Eloy Tizón

Quizá lo más atractivo de la retrospectiva del artista pop Richard Hamilton, que todavía puede visitarse en el museo Reina Sofía, sea el documental que se proyecta en una de las salas. Rastrea la relación de amistad entre Hamilton y Duchamp, y cómo el primero "duplicó" el Gran Vidrio del segundo para su exposición en Gran Bretaña, dado que el original estaba dañado y era imposible moverlo ni que viajara desde Filadelfia. Fue un proceso lento, casi detectivesco y, en gran medida, hipnótico. Para construir su réplica, Hamilton investigó a fondo la artesanía aplicada durante ocho años por su maestro Duchamp (hilos de plomo, com-binaciones alquímicas, secretos), sumergiéndose en los manuscritos herméticos y bocetos de la Caja Verde, para intentar esclarecer algunos de sus enigmas.



La persecución apasionada de estos dos solitarios hacia el gran misterio de la creación artística por momentos evoca la búsqueda del santo Grial. En el documental, no puedo evitar verlos como dos monjes medievales medio chiflados que pugnan por desentrañar el aleph de los vitrales. Esta pesquisa obsesiva, magnífica y algo necia a la vez, al margen de los problemas y urgencias del llamado "mundo real", expresa conmovedoramente la soberana inutilidad del arte al tiempo que su urgencia inaplazable.



Duchamp y Hamilton.

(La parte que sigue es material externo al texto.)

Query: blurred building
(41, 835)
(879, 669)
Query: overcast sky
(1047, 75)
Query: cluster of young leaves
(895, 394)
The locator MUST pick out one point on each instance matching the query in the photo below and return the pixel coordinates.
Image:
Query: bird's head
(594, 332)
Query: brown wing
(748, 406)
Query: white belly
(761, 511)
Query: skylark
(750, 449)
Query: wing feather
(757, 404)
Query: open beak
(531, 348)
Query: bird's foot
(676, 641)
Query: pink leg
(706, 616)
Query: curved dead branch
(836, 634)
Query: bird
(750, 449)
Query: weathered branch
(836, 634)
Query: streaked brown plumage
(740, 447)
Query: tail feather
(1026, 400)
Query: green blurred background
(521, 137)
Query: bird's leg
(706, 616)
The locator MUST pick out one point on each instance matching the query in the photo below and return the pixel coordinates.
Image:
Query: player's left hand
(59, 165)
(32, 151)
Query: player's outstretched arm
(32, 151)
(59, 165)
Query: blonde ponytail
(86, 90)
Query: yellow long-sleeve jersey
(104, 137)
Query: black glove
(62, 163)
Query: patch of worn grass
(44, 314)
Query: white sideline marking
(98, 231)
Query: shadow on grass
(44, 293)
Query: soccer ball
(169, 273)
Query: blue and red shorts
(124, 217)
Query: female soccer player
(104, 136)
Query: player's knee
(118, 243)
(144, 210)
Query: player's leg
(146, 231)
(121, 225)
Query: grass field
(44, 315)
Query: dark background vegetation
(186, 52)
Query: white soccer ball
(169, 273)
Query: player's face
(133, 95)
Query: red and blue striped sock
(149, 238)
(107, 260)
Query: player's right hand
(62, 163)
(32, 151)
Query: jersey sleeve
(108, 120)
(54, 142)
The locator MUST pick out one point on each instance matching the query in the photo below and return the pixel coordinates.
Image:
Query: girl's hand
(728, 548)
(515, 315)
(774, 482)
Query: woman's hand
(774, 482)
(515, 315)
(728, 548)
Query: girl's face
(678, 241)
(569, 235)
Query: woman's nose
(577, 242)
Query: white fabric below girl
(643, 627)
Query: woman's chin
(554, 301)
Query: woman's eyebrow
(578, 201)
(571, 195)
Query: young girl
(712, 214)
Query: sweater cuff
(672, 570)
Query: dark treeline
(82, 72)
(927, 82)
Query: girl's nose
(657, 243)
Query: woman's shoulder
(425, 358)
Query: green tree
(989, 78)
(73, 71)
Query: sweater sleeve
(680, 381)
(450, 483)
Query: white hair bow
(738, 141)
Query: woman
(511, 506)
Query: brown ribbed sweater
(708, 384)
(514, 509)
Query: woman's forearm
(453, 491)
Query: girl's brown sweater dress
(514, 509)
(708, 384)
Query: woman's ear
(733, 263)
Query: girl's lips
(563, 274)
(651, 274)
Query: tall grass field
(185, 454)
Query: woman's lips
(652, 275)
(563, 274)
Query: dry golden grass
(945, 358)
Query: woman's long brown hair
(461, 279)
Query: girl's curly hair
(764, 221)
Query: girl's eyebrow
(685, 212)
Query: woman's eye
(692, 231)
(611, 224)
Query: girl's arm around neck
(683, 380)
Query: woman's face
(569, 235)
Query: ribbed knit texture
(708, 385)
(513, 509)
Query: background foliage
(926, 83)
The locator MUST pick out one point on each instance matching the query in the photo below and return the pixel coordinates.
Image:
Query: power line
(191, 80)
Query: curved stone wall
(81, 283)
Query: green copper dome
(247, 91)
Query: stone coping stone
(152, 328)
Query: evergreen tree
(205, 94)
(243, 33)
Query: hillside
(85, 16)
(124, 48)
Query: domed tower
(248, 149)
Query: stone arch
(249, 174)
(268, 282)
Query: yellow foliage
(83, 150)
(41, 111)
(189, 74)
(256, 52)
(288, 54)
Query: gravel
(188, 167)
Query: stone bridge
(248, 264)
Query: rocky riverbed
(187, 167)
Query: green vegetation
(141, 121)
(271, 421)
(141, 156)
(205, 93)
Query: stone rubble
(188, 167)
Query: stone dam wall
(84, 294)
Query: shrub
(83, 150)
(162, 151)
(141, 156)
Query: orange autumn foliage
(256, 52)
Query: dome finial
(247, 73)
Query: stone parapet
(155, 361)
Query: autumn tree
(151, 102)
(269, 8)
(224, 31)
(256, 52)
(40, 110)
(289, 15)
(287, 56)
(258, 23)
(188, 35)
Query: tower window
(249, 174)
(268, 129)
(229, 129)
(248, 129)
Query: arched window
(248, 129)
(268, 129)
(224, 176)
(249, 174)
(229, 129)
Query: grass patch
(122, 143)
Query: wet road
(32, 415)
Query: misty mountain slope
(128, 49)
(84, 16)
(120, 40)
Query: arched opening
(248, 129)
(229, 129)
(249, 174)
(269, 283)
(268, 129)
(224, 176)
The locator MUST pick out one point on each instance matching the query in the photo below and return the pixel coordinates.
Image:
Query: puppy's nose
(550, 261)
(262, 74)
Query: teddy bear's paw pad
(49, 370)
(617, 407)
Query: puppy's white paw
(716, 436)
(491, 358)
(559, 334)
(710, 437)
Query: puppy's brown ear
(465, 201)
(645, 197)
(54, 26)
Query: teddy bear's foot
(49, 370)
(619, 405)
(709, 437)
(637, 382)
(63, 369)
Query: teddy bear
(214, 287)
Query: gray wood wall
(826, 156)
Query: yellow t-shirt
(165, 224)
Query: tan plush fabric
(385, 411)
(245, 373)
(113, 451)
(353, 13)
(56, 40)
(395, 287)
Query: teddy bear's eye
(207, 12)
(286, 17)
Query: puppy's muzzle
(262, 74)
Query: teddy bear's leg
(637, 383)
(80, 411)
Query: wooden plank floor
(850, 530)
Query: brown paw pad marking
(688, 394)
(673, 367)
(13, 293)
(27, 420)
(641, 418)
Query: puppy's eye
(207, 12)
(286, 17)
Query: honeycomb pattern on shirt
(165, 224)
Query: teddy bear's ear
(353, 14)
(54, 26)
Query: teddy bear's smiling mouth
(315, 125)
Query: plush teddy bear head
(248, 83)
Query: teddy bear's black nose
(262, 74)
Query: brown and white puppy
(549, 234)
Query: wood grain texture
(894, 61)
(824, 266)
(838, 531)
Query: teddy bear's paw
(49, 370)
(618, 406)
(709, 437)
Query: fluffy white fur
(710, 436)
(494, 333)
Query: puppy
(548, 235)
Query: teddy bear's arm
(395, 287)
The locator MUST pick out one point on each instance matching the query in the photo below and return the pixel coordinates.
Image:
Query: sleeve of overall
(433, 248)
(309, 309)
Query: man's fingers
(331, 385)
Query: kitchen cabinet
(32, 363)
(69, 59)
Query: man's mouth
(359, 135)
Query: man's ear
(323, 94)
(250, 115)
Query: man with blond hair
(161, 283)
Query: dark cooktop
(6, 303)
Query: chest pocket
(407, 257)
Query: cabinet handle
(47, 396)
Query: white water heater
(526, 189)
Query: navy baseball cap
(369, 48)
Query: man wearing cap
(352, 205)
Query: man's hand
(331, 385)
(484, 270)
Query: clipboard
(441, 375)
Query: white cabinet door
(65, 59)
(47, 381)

Una historia de amistad entre dos ajedrecistas. Radicalmente innovador, elusivo y críptico, el Gran Vidrio es tal vez el Ulises de las artes plásticas. Un monolito fascinante al que hay que enfrentarse sin más remedio al menos una vez en la vida y que genera cataratas de interpretaciones, controversias y -todavía hoy- cierto halo de escándalo. Cerca de cien años después de ser concebido, ese cristal fracturado sigue siendo un hielo incomprensible que nos interpela y sacude. Un espejo provocador. Una ventana salvaje.